My major takeaway from this Sean Trende piece [Link fixed] (“Gerrymandering Isn’t to Blame for D.C. Impasse”) is this: the Democrats lost one hell of a chance to fix their party’s own major structural problem in 2008. They had just finished a two-cycle program to seize and keep control of Congress, and they did it by electing a lot of people in swing-district territory. If they had taken those people, integrated them into their leadership properly, and not enacted the core Congressional Democrat holdouts-from-1993 wishlist, they’d probably still control Congress and the GOP would be talking up regionalism like nobody’s business.
Of course, that would have meant no stimulus, no Obamacare, no push for gun control, no Obamacare, no attempt at cap-and-trade, no Obamacare, the Keystone Pipeline, and of course no Obamacare – so there’s no way that was going to happen. Still, that was the way to go.

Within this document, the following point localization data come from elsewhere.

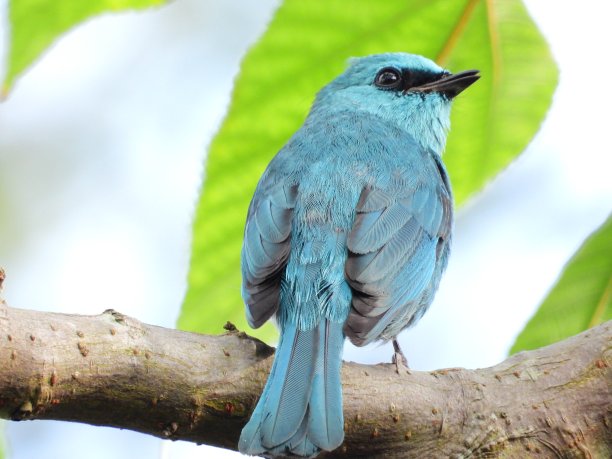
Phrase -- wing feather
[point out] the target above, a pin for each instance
(397, 249)
(266, 246)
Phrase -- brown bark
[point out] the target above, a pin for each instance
(115, 371)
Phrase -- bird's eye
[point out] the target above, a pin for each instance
(388, 78)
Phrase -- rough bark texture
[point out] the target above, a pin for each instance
(113, 370)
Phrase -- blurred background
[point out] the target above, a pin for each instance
(102, 145)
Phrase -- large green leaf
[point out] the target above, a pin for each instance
(36, 24)
(2, 447)
(581, 298)
(306, 45)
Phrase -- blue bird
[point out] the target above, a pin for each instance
(347, 235)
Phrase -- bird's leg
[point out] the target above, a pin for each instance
(399, 359)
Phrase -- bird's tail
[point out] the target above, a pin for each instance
(300, 410)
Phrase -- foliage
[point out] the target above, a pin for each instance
(305, 46)
(36, 24)
(581, 298)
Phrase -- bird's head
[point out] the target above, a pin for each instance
(407, 90)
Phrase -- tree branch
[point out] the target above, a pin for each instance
(115, 371)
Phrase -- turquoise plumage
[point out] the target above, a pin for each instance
(348, 234)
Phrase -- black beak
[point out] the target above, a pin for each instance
(450, 84)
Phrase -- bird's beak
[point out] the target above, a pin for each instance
(451, 85)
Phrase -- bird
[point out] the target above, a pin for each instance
(347, 236)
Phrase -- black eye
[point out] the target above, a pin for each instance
(388, 78)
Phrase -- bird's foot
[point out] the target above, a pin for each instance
(399, 359)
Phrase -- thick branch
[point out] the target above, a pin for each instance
(116, 371)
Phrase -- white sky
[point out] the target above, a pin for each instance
(102, 168)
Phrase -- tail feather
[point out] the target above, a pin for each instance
(325, 417)
(300, 410)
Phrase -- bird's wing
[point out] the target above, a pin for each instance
(266, 246)
(395, 245)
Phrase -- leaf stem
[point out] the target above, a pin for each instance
(456, 33)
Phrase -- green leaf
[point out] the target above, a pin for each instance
(306, 45)
(36, 24)
(581, 298)
(2, 445)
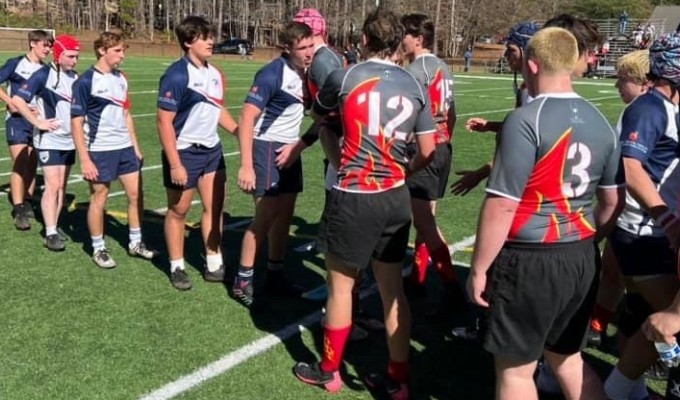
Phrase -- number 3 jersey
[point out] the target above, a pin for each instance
(381, 106)
(551, 156)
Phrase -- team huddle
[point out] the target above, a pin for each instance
(562, 181)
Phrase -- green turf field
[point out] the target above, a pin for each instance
(69, 330)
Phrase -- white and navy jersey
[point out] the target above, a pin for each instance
(16, 72)
(102, 99)
(552, 156)
(523, 97)
(278, 90)
(381, 106)
(52, 93)
(436, 78)
(196, 95)
(649, 134)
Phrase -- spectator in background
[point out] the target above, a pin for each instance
(623, 22)
(468, 59)
(351, 54)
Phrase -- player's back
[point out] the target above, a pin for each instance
(435, 76)
(324, 62)
(381, 106)
(575, 151)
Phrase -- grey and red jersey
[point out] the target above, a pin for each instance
(324, 62)
(551, 157)
(381, 105)
(435, 76)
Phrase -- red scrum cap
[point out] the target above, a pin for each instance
(312, 18)
(62, 43)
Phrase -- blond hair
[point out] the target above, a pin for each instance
(634, 65)
(107, 40)
(554, 49)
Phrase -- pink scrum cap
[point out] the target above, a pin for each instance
(63, 43)
(312, 18)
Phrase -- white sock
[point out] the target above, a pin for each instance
(639, 391)
(214, 261)
(275, 265)
(176, 264)
(98, 243)
(617, 386)
(135, 236)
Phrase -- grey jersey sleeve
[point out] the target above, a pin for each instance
(425, 121)
(614, 172)
(327, 99)
(515, 157)
(322, 66)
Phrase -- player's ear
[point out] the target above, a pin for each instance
(532, 66)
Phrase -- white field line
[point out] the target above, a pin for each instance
(504, 78)
(76, 178)
(134, 116)
(233, 225)
(250, 350)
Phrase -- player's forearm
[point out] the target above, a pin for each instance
(311, 136)
(22, 107)
(494, 126)
(245, 138)
(642, 188)
(331, 146)
(610, 203)
(5, 97)
(131, 129)
(451, 120)
(424, 154)
(495, 220)
(228, 123)
(675, 305)
(166, 135)
(78, 135)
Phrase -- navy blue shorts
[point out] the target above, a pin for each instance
(18, 131)
(198, 161)
(114, 163)
(642, 255)
(56, 157)
(540, 297)
(269, 179)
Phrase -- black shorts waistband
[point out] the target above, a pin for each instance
(548, 246)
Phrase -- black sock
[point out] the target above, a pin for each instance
(245, 274)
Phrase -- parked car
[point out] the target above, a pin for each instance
(233, 46)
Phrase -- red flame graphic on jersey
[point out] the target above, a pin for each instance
(434, 90)
(545, 187)
(379, 171)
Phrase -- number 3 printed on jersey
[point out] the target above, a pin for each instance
(375, 108)
(580, 154)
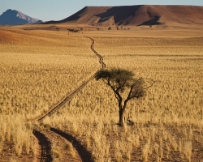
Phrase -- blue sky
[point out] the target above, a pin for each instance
(59, 9)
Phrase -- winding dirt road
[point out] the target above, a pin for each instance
(44, 148)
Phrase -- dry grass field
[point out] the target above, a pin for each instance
(40, 67)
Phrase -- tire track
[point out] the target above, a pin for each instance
(44, 144)
(69, 96)
(44, 147)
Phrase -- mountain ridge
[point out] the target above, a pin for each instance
(15, 17)
(135, 15)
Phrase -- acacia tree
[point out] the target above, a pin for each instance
(121, 81)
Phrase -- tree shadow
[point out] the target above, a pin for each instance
(85, 155)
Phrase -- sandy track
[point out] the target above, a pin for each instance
(44, 144)
(44, 147)
(69, 96)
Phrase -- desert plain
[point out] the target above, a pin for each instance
(42, 65)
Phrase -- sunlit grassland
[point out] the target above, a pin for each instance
(167, 122)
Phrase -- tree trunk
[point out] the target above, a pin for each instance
(121, 117)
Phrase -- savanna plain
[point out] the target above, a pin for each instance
(40, 67)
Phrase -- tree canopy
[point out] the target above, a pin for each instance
(121, 80)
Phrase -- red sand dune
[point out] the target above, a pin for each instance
(136, 15)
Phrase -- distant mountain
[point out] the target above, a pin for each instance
(136, 15)
(14, 17)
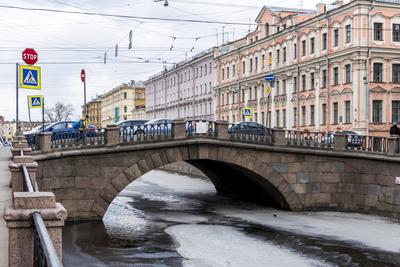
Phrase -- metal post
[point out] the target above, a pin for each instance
(16, 96)
(29, 112)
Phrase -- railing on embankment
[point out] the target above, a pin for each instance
(179, 129)
(34, 220)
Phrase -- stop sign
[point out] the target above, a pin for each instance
(30, 56)
(83, 75)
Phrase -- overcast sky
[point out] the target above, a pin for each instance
(75, 41)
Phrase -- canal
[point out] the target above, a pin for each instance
(168, 219)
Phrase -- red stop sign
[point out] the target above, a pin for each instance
(83, 75)
(30, 56)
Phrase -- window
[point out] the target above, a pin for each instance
(348, 34)
(303, 116)
(323, 114)
(284, 54)
(312, 115)
(335, 37)
(270, 59)
(324, 40)
(347, 111)
(284, 118)
(377, 111)
(312, 81)
(378, 31)
(335, 113)
(396, 32)
(312, 45)
(284, 86)
(347, 69)
(335, 76)
(396, 73)
(378, 72)
(324, 79)
(277, 118)
(396, 111)
(277, 55)
(277, 87)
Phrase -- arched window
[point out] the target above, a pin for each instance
(266, 29)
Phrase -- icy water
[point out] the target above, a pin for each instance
(167, 219)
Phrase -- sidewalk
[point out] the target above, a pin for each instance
(5, 200)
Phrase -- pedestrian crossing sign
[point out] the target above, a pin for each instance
(247, 112)
(29, 77)
(35, 101)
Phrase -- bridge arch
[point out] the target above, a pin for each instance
(232, 172)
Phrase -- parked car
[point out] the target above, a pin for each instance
(247, 127)
(156, 126)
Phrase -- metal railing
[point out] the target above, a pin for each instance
(310, 139)
(78, 139)
(375, 144)
(146, 132)
(45, 253)
(200, 127)
(247, 134)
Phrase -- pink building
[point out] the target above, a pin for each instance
(335, 69)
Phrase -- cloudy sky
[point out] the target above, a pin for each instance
(66, 43)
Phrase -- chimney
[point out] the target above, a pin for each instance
(321, 8)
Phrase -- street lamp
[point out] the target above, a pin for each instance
(165, 2)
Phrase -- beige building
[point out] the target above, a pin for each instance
(93, 109)
(139, 113)
(117, 104)
(335, 68)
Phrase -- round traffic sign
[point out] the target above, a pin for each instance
(30, 56)
(83, 75)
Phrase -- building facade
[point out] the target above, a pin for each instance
(336, 69)
(116, 105)
(93, 110)
(184, 91)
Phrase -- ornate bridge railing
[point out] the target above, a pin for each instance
(316, 140)
(44, 251)
(248, 134)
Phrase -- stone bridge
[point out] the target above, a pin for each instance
(286, 170)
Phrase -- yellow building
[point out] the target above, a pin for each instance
(117, 104)
(93, 109)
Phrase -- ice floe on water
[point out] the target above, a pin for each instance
(212, 245)
(375, 232)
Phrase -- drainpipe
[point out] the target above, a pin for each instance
(368, 61)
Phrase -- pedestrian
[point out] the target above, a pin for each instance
(394, 130)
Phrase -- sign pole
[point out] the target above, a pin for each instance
(29, 112)
(43, 114)
(16, 97)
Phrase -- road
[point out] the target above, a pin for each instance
(5, 200)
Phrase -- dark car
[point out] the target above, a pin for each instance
(247, 127)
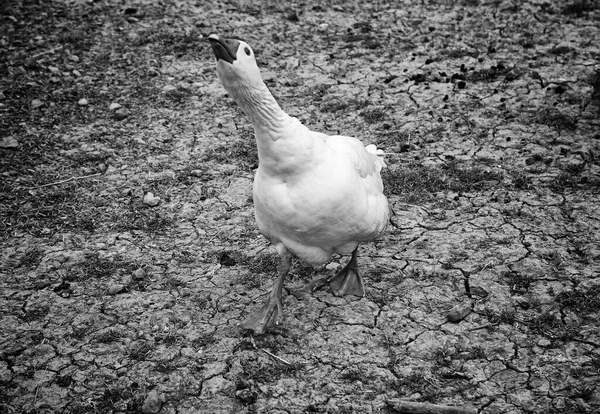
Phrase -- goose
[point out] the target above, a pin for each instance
(314, 194)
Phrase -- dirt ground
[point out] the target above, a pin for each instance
(129, 252)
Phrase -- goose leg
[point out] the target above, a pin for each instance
(268, 314)
(348, 281)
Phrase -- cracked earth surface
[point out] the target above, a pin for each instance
(484, 292)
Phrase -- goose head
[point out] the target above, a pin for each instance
(236, 64)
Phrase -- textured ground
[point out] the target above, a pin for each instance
(484, 293)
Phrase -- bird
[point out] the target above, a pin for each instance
(314, 194)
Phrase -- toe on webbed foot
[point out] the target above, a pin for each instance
(347, 282)
(262, 319)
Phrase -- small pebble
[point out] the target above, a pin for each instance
(115, 289)
(151, 200)
(121, 114)
(458, 313)
(139, 274)
(152, 403)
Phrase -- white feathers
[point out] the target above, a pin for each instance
(314, 194)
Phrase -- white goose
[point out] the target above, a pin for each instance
(314, 194)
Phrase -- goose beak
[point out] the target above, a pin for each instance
(225, 49)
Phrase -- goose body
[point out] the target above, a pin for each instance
(314, 194)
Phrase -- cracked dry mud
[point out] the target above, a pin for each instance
(484, 292)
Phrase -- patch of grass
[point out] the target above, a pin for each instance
(139, 217)
(556, 119)
(265, 371)
(519, 284)
(98, 267)
(550, 325)
(341, 104)
(583, 302)
(416, 183)
(31, 258)
(417, 382)
(141, 350)
(35, 313)
(373, 116)
(579, 7)
(571, 176)
(506, 316)
(243, 153)
(53, 209)
(109, 336)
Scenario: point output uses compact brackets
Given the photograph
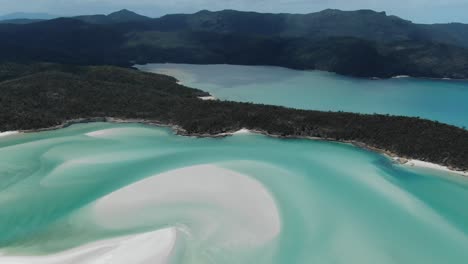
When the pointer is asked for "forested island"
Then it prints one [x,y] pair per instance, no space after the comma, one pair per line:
[361,43]
[44,95]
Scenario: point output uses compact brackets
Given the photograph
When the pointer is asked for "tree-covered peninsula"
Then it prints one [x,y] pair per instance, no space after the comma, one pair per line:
[43,95]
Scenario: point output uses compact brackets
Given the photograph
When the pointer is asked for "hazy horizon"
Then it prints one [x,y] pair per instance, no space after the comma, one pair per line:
[419,11]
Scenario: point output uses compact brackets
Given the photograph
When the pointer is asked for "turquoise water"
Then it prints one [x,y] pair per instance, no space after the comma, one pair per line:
[440,100]
[320,202]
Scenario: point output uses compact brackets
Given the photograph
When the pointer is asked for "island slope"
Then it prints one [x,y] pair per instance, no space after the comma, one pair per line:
[42,95]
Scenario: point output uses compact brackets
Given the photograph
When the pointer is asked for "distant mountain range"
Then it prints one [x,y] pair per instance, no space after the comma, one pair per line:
[359,43]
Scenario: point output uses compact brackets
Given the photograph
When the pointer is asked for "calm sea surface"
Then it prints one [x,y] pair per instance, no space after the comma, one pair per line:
[241,199]
[441,100]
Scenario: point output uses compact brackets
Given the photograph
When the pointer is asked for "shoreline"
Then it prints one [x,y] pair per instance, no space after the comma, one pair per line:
[8,133]
[406,161]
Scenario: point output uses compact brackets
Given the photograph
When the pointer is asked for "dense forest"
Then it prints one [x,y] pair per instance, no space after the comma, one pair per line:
[42,95]
[360,43]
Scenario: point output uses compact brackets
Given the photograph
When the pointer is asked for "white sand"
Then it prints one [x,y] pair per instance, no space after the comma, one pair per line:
[213,204]
[428,165]
[208,98]
[8,133]
[243,131]
[147,248]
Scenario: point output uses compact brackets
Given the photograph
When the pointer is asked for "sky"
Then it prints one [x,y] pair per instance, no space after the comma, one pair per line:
[421,11]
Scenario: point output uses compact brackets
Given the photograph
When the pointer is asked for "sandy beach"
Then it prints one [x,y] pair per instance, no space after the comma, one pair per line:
[8,133]
[432,166]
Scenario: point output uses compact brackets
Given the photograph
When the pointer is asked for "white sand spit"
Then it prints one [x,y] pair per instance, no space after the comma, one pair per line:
[243,131]
[428,165]
[147,248]
[220,205]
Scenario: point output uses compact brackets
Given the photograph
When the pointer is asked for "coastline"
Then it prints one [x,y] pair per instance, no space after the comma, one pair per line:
[8,133]
[178,130]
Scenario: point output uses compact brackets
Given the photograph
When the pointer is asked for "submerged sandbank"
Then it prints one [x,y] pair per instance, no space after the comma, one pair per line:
[152,247]
[222,215]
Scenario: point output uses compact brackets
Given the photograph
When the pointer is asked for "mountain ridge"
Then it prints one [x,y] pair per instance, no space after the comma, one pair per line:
[362,43]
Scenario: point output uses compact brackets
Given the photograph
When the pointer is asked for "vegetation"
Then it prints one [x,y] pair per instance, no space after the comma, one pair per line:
[361,43]
[44,95]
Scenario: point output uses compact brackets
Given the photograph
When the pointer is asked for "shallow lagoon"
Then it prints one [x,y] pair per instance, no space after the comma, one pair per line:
[441,100]
[241,199]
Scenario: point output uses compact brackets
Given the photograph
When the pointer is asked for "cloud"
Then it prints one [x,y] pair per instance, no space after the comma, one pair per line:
[419,10]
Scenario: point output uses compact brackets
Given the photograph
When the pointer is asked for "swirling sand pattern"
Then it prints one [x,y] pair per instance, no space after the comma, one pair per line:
[111,193]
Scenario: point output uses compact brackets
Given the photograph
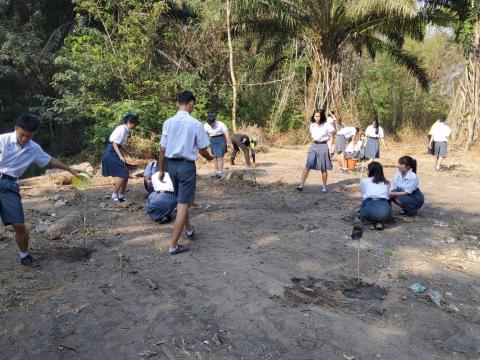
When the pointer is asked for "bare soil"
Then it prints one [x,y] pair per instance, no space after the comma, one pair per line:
[271,276]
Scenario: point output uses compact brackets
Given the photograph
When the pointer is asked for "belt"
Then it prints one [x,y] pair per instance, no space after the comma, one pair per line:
[165,192]
[179,159]
[7,177]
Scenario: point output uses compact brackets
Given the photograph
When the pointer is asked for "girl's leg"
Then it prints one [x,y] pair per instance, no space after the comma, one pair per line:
[324,178]
[305,173]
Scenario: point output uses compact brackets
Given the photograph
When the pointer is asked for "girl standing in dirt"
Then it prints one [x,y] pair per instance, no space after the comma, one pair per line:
[375,134]
[113,162]
[404,190]
[375,205]
[318,155]
[217,131]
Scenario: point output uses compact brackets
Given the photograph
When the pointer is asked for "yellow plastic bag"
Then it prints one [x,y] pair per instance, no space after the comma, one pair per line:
[81,181]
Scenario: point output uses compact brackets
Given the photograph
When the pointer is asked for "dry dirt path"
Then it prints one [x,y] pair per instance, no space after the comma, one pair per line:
[265,280]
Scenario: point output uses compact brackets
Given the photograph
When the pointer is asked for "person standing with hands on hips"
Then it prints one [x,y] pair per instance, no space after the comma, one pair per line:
[183,137]
[17,152]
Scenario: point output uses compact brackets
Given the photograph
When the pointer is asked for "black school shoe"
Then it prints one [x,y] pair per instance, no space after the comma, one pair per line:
[30,261]
[180,249]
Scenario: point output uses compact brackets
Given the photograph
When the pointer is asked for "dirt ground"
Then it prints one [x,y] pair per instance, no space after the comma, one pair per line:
[272,275]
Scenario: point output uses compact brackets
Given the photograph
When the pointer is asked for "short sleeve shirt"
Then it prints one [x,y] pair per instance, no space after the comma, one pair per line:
[14,159]
[408,183]
[119,135]
[321,132]
[218,128]
[371,132]
[183,136]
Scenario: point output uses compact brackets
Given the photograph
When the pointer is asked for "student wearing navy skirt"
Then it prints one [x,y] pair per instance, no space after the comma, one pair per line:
[404,190]
[375,134]
[319,154]
[113,162]
[217,131]
[375,206]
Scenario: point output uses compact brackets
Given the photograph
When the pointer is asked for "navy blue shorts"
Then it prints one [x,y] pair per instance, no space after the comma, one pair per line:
[184,178]
[11,209]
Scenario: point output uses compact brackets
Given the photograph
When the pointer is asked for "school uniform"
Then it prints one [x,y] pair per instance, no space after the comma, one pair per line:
[161,202]
[440,134]
[343,135]
[375,205]
[372,147]
[409,183]
[14,161]
[318,157]
[217,134]
[150,169]
[111,163]
[241,141]
[182,137]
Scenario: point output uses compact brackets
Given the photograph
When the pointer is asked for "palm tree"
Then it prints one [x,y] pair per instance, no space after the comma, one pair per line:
[331,30]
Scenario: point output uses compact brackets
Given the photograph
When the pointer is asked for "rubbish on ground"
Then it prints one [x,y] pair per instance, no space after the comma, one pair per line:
[417,288]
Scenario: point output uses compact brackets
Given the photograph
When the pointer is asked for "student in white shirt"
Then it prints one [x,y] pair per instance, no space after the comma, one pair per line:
[161,202]
[344,135]
[405,191]
[183,137]
[217,131]
[318,155]
[439,141]
[113,162]
[375,200]
[375,134]
[17,152]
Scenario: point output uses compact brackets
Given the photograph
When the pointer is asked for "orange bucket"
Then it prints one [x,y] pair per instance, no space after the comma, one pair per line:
[351,164]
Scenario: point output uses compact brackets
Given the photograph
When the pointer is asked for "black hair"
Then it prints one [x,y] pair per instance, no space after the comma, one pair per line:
[211,118]
[323,117]
[130,118]
[185,97]
[28,122]
[409,162]
[375,170]
[377,124]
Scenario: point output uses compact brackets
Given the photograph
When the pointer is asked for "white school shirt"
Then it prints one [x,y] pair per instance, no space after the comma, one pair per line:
[321,132]
[441,132]
[119,135]
[183,136]
[371,132]
[348,132]
[14,159]
[370,190]
[167,185]
[218,128]
[408,183]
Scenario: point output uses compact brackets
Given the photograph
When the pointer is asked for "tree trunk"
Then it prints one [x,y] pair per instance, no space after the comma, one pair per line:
[232,72]
[465,112]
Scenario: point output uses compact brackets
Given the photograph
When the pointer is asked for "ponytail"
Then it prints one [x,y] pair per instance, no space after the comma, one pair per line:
[130,118]
[409,162]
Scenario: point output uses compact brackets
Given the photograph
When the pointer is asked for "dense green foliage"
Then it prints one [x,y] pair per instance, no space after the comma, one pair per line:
[82,64]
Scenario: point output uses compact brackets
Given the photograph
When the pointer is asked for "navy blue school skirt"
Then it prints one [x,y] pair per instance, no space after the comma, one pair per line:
[372,148]
[160,205]
[218,145]
[318,157]
[112,165]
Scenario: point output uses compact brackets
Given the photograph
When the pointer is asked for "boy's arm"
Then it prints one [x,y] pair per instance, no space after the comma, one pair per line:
[59,165]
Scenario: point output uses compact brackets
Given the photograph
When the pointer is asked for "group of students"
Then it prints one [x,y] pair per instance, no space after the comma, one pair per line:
[171,180]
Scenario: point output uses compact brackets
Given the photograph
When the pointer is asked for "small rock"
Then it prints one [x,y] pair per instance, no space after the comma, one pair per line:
[435,297]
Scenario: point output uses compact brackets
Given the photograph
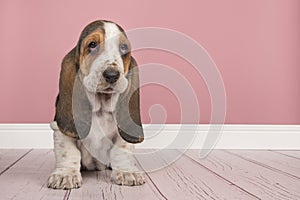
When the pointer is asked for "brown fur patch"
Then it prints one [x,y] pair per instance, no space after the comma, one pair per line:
[86,56]
[126,58]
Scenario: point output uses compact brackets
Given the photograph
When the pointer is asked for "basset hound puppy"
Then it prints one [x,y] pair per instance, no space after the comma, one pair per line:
[97,116]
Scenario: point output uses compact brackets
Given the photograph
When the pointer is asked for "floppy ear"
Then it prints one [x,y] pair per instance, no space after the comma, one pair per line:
[128,108]
[73,110]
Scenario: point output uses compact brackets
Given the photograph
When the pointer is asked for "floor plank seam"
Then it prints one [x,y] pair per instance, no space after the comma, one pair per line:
[157,189]
[287,155]
[15,162]
[263,165]
[67,195]
[218,175]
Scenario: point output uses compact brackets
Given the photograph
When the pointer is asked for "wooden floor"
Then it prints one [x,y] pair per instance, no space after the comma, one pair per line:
[235,174]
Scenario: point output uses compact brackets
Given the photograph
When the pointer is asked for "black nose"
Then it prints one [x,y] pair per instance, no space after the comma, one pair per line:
[111,75]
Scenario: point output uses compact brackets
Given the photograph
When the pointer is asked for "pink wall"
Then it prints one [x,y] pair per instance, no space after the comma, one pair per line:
[255,43]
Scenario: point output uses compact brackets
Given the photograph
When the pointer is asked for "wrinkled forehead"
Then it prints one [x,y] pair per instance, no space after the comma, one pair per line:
[102,30]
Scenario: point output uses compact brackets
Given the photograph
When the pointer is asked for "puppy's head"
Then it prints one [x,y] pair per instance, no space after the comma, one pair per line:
[103,57]
[100,63]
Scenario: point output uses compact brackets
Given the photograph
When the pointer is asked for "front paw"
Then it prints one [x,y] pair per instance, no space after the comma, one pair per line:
[65,179]
[128,178]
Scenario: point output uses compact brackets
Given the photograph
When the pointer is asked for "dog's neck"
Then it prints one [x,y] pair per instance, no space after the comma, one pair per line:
[102,102]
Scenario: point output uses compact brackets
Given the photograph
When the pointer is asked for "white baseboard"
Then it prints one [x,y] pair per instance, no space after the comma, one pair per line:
[160,136]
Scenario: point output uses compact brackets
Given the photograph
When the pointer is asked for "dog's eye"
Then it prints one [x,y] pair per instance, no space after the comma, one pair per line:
[92,45]
[123,48]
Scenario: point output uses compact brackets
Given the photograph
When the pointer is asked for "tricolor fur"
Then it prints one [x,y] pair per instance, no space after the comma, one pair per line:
[97,110]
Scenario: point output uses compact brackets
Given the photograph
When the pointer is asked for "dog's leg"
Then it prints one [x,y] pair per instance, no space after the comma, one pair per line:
[124,170]
[67,168]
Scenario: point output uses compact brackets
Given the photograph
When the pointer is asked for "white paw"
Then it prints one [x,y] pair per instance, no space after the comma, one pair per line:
[65,179]
[128,178]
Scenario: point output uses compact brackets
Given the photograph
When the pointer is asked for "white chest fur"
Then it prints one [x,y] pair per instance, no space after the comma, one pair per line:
[96,146]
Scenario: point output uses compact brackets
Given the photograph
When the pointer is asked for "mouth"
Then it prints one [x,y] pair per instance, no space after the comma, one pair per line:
[108,90]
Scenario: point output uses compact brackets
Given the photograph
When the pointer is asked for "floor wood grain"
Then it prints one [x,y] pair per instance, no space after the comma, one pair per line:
[258,180]
[27,178]
[230,174]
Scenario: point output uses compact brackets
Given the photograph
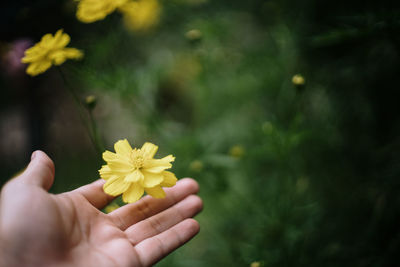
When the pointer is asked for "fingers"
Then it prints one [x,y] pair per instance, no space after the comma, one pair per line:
[148,206]
[161,222]
[94,194]
[155,248]
[40,171]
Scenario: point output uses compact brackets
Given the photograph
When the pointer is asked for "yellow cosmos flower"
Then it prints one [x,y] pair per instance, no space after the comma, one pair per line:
[141,15]
[110,208]
[51,50]
[131,172]
[94,10]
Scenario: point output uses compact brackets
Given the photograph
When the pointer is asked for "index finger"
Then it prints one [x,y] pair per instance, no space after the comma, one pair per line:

…And I didn’t address the actual article. Well, it’s good; and the Online Left’s going to hate it, because it doesn’t take their religious beliefs seriously. So it goes.
Moe Lane
You may want to fix that link, Moe.
Done. Thanks!
I’m pretty sure I’ve said this ( or something similar on multiple occasions) if the Far Left hadn’t gotten greedy they’d still control Congress. The fact of the matter is the Districts themselves haven’t changed all that much in redistricting ( certainly not enough to be called “gerrymandering”) the nation atleast as it is divided up in House Districts, is decidedly centre-right. There just aren’t enough College Campuses or Coastal Cities ( like San Fran) to create a Progressive Majority.